Ces textes réglementaires complètent le dispositif législatif relatif aux modalités d’exercice du droit syndical, et au règlement des conflits collectifs de travail notamment dans son aspect en rapport avec le droit de grève.
Si globalement les dispositions de ces textes n’ont pas provoqué de réactions particulières , par contre le troisième décret exécutif n° 23-361 du 17 octobre 2023 fixant la liste des secteurs d'activités et des postes de travail nécessitant la mise en œuvre d’un service minimum obligatoire et la liste des secteurs, des personnels et des fonctions, auxquels le recours à la grève est interdit , a fait régir non seulement les entités concernées par le droit de grève en l’occurrence les syndicats , mais a aussi suscité des réactions plus ou moins critiques dans les médias aussi bien nationaux qu’étrangers.
Le décret exécutif n° 23-361 du 17 octobre 2023 aborde le sujet sensible des restrictions au droit de grève , un droit qui dans toutes les législations comparées est considéré comme un fondamental et beaucoup plus dans certains pays à l’instar de l’Algérie où il est élevé au rang de principe constitutionnel. Certains syndicats y compris le syndicat historique , l’UGTA , ont vivement critiqué les dispositions de ce décret exécutif au motif qu’il restreint drastiquement le droit de grève en le limitant ou en l’interdisant carrément dans un grand nombre de secteurs d’activité .Ces syndicats jugent ces dispositions comme non conforme à la Constitution , à la loi et aux conventions internationales ratifiées par l’Algérie.

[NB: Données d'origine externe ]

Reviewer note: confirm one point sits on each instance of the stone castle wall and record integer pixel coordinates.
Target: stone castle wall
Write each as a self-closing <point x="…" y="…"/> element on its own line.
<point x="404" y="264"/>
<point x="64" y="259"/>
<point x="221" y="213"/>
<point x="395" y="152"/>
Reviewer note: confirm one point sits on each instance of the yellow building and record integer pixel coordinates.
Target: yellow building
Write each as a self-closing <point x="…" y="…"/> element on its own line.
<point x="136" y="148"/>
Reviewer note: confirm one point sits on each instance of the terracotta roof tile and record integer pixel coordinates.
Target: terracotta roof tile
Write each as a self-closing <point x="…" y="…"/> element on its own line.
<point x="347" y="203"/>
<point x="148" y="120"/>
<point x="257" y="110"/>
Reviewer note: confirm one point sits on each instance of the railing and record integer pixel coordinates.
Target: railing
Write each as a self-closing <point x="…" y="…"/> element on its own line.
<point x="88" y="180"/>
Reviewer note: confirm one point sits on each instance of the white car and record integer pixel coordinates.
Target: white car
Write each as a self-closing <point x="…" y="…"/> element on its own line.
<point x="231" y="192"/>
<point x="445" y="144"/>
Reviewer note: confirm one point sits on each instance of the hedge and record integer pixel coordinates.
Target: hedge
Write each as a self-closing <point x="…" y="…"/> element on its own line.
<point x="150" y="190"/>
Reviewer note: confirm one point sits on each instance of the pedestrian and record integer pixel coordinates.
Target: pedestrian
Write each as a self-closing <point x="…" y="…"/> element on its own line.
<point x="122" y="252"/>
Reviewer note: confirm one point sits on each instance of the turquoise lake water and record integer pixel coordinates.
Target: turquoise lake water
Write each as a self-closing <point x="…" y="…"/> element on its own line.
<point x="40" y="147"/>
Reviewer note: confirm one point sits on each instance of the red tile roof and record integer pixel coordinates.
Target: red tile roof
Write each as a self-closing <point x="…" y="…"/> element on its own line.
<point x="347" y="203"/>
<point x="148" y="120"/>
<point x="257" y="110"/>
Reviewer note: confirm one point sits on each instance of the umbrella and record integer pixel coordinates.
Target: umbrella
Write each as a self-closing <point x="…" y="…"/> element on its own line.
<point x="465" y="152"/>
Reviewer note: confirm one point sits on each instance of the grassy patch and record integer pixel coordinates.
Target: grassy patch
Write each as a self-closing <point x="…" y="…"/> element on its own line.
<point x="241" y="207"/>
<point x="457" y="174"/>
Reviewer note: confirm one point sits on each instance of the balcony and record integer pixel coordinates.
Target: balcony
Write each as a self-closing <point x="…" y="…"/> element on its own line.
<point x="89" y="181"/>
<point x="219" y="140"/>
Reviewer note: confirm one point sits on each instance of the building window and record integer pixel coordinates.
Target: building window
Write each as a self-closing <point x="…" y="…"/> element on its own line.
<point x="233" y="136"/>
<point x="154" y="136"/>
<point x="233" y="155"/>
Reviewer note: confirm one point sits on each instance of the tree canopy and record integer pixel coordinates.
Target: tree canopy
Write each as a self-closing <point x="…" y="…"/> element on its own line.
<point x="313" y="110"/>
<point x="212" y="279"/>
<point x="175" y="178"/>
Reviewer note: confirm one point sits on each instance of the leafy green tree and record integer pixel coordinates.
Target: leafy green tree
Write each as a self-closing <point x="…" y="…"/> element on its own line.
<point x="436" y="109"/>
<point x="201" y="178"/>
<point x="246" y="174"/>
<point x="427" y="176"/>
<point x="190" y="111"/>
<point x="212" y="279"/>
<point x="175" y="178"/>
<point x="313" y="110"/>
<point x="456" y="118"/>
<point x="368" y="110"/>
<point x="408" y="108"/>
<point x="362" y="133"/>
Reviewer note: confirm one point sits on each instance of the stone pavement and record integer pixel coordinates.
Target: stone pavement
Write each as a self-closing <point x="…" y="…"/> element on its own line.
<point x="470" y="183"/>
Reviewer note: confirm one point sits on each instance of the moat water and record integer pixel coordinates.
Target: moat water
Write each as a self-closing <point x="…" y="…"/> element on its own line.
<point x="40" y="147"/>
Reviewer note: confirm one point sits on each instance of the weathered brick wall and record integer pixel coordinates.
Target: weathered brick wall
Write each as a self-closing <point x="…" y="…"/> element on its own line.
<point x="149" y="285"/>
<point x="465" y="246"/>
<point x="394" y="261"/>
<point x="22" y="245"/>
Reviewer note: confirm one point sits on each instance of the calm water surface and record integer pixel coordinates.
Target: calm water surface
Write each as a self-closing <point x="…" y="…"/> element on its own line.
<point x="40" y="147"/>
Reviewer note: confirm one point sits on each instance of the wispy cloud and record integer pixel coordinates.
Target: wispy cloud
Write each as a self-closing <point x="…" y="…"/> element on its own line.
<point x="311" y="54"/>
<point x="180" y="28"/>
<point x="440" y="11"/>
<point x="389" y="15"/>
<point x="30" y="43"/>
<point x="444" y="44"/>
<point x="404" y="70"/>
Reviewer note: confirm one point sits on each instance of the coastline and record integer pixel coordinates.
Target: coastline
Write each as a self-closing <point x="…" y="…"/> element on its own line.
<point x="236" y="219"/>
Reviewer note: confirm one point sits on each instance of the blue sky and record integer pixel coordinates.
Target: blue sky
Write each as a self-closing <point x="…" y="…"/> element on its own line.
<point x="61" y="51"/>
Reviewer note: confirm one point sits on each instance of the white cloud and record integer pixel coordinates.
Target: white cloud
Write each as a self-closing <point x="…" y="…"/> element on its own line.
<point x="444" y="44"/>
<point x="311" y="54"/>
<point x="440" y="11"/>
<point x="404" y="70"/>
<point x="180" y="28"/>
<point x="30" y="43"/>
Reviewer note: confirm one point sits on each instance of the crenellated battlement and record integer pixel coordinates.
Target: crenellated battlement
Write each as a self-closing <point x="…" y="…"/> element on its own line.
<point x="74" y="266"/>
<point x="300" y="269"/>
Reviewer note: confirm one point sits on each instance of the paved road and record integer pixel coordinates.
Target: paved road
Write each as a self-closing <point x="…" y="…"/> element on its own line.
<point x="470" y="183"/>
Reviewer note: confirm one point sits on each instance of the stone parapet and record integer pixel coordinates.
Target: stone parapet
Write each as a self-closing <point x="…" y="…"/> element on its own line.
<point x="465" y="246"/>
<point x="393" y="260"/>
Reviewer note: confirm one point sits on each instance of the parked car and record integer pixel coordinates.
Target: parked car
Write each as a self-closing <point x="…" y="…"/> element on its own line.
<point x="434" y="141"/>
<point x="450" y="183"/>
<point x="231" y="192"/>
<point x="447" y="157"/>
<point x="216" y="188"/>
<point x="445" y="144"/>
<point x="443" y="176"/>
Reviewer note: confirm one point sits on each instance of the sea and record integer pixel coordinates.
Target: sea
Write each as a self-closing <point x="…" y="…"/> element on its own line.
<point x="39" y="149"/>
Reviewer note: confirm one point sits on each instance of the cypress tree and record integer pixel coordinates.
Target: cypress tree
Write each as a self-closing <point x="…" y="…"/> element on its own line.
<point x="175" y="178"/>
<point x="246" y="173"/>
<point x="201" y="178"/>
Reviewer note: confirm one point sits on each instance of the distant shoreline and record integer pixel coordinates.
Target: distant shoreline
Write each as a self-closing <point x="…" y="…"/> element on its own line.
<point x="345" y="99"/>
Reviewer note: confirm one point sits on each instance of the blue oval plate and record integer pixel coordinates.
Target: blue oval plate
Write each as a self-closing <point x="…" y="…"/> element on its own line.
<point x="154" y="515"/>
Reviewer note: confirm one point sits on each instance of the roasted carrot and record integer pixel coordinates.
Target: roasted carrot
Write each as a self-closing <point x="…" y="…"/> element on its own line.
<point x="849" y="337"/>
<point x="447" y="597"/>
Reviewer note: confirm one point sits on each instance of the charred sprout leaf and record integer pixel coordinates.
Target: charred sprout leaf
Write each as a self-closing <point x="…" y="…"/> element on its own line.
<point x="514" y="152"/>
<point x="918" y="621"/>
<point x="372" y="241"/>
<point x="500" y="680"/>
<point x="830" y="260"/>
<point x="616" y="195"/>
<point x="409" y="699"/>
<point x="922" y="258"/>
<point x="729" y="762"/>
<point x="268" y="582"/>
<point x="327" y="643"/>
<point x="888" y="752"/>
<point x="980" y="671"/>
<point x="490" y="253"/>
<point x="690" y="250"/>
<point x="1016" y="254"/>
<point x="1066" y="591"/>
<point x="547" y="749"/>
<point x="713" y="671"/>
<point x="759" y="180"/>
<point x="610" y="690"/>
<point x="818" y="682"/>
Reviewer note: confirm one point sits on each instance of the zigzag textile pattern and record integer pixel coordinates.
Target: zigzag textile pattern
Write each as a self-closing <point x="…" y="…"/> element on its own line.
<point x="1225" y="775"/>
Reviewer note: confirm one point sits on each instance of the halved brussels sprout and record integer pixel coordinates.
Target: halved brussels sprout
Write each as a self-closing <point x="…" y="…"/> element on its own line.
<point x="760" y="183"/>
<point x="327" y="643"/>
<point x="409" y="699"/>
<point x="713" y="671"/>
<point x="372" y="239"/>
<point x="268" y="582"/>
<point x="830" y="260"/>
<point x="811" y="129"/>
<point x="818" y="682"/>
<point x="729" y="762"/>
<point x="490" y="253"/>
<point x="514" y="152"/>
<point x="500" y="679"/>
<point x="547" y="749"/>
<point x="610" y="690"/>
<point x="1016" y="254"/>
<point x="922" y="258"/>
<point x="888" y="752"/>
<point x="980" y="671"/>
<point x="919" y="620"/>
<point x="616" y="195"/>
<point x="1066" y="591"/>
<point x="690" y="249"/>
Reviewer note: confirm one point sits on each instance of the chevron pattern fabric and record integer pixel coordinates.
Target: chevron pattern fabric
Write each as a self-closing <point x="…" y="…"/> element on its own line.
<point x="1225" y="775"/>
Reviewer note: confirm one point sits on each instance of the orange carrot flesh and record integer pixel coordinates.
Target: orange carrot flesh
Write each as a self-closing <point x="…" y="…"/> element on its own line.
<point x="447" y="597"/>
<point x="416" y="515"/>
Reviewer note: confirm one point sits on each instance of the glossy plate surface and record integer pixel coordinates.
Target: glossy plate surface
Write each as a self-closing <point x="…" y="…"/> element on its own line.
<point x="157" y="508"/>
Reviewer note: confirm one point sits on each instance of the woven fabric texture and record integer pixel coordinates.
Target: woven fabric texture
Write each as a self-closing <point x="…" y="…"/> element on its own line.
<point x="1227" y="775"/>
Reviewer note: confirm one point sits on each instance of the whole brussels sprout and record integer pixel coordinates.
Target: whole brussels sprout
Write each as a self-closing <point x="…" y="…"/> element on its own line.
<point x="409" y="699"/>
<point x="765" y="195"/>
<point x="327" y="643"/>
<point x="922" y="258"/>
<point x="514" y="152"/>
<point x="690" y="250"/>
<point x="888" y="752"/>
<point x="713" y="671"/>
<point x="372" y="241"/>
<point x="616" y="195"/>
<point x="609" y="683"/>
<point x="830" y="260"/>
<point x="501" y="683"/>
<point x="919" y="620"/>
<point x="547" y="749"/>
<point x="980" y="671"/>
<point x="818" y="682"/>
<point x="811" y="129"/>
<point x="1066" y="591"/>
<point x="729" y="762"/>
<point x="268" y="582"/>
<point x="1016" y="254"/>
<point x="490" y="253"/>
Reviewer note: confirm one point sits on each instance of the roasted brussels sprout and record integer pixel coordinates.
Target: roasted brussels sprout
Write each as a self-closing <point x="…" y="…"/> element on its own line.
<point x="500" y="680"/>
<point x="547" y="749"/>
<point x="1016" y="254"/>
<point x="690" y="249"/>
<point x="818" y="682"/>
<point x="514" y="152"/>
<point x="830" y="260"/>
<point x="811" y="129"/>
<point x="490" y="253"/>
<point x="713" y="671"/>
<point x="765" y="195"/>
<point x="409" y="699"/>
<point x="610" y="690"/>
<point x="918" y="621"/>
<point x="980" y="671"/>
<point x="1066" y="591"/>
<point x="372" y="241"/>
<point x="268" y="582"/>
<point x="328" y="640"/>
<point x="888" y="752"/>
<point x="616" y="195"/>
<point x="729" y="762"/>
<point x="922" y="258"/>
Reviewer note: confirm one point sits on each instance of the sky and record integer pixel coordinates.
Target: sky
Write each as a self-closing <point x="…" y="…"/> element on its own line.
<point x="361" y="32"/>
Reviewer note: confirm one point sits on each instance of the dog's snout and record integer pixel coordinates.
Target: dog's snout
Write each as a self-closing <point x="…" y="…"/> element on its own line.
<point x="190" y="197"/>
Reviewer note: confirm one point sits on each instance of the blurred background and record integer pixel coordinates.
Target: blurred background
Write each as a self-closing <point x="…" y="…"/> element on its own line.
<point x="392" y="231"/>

Ces critiques sont-elles fondées ?
Ce décret exécutif a été pris en application de la loi n° 23-08 21 juin 2023 relative à la prévention, au règlement des conflits collectifs de travail et à l’exercice du droit de grève notamment ses articles 62, 63, 64, 67 et 68 et ceci ressort explicitement de ses considérants .
Il est incontestable que le droit de grève en Algérie est non seulement un droit fondamental , mais constitue un principe constitutionnel .L’article 70 de la Constitution est on ne peut plus clair à ce sujet puisqu’il dispose que : « Le droit de grève est reconnu ».Mais ce droit n’est pas absolu sinon son exercice peut conduire à des abus et dans certains cas il pourra porter atteinte au intérêts vitaux du pays . La grève doit avoir pour but de promouvoir et de défendre les intérêts économiques et sociaux des travailleurs , aussi cette règle exclut les grèves purement politiques du champ de la protection internationale devant l’organisation internationale du travail car ne relevant pas de la liberté syndicale. En outre le droit de grève dans toutes les législations comparées peut être limité ou interdit dans certains secteurs essentiels ou vitaux. Aussi le même article 70 de la Constitution dispose que le droit de grève : « s’exerce dans le cadre de la loi qui peut en interdire ou en limiter l'exercice dans les domaines de défense nationale et de sécurité, ou pour tous services ou activités publics d'intérêt vital pour la Nation » . C’est à l’aune de ces principes constitutionnels qu’il faudrait examiner la pertinence et la conformité des lois et règlements relatifs au droit de grève.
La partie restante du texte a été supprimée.